Summary. The paper introduces IMPACT-CYCLE, a contract-based multi-agent system for iterative claim-level correction of long-video semantic memory. It structures video understanding outputs as a shared, versioned memory of typed claims linked by a dependency graph and provenance log; role-specialized agents perform local object-relation, cross-temporal, and global coherence verification under explicit authority contracts, escalating to human arbitration only when automated evidence is insufficient. Corrections are confined to the dependency closure of erroneous claims. On the VidOR benchmark the system is reported to raise VQA accuracy from 0.71 to 0.79 while reducing human arbitration cost by a factor of 4.8.

Significance. If the reported gains are reproducible and the dependency-graph mechanism is shown to keep corrections proportional to error scope, the work would offer a concrete supervisory interface that addresses a recognized bottleneck in long-video annotation pipelines. The contract-based decomposition of verification roles and the explicit escalation protocol constitute a novel organizational layer on top of existing multimodal models.

major comments (2)

Abstract: the quantitative claims (VQA 0.71→0.79 and 4.8× human-cost reduction) are stated without any description of the experimental protocol, baseline systems, number of evaluated videos or claims, statistical tests, or ablation studies on the dependency-graph construction and the three verification stages.
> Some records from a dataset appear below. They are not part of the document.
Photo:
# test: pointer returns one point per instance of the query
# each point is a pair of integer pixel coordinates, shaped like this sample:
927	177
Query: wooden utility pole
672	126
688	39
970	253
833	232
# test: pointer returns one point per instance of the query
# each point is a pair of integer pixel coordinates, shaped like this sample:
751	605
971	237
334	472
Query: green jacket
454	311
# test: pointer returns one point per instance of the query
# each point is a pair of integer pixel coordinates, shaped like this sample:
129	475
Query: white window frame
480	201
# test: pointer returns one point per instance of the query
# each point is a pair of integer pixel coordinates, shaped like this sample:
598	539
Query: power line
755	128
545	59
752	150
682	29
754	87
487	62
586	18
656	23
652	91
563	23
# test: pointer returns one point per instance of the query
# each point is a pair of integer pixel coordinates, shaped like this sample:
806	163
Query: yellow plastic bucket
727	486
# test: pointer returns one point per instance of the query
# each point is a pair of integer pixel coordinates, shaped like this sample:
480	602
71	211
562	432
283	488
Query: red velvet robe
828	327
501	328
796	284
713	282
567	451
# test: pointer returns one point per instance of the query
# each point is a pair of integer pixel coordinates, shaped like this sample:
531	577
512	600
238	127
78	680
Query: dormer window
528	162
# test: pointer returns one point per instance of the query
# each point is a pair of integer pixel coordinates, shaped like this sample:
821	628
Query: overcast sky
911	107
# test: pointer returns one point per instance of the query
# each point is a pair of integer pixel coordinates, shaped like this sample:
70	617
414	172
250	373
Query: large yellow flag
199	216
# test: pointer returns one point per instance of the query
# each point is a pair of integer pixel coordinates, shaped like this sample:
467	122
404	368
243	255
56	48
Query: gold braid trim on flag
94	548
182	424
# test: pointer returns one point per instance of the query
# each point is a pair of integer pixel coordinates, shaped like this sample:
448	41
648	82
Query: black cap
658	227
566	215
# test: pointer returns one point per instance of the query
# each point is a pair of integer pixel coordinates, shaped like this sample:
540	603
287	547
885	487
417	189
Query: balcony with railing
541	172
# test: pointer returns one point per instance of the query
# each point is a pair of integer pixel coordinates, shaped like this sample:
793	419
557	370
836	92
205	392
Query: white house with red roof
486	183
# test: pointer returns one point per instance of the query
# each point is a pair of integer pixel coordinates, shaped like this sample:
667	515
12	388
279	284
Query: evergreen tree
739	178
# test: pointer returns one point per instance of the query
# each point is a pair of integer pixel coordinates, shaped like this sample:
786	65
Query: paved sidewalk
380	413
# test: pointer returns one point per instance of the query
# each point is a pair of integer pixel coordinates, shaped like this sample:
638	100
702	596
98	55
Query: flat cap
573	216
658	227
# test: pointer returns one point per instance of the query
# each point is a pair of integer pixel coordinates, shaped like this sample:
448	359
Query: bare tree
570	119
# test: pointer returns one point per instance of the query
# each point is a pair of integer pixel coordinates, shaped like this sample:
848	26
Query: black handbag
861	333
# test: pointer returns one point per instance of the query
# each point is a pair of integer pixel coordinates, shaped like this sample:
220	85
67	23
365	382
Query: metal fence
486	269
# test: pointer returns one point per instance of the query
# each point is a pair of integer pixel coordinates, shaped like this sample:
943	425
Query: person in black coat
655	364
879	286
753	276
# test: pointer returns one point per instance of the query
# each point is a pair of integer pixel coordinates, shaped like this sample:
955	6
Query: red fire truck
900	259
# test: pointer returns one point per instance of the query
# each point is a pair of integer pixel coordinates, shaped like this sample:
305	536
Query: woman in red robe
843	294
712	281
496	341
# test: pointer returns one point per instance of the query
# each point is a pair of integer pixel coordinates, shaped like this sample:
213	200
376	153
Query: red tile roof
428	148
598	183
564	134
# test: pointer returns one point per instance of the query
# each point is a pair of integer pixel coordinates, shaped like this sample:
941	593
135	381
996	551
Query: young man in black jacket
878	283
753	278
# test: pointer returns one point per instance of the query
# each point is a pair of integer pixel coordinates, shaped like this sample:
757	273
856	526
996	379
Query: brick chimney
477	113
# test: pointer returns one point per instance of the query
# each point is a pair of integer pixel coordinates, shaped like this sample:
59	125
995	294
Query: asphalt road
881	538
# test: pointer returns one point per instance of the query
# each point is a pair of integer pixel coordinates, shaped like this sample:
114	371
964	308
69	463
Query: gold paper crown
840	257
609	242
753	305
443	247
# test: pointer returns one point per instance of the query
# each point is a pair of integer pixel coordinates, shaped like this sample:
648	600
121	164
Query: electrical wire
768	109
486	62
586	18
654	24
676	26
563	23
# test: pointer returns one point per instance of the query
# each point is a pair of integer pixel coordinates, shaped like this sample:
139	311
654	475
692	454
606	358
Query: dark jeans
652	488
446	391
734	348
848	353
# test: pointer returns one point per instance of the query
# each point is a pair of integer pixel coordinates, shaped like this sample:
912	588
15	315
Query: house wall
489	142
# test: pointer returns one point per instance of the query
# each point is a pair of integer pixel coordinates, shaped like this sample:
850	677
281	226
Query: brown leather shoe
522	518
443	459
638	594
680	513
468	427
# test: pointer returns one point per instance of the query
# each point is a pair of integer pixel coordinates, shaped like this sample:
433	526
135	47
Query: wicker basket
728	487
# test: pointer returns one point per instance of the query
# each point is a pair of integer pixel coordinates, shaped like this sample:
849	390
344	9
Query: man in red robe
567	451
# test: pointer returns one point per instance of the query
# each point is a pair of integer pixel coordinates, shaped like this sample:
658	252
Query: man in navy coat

These omissions render the central performance claims unevaluable.
Approach description: no algorithm, pseudocode, or formal definition is supplied for constructing the claim dependency graph from the set of video claims, nor is there an empirical test (ablation or error-coverage analysis) demonstrating that the local/temporal/global decomposition exhausts the space of cross-cutting inconsistencies. Because the proportionality of correction cost rests on the completeness and accuracy of this graph, the absence is load-bearing for the main thesis.

minor comments (1)

The promise to release code at the cited GitHub URL is welcome; the manuscript should include a brief reproducibility checklist (random seeds, exact model versions, hyper-parameters for the agents) even if the full repository is external.

Simulated Author's Rebuttal

2 responses · 0 unresolved

Thank you for your constructive review. We address each major comment point by point below, indicating where revisions will be made to improve clarity and completeness.

read point-by-point responses

Referee: Abstract: the quantitative claims (VQA 0.71→0.79 and 4.8× human-cost reduction) are stated without any description of the experimental protocol, baseline systems, number of evaluated videos or claims, statistical tests, or ablation studies on the dependency-graph construction and the three verification stages. These omissions render the central performance claims unevaluable.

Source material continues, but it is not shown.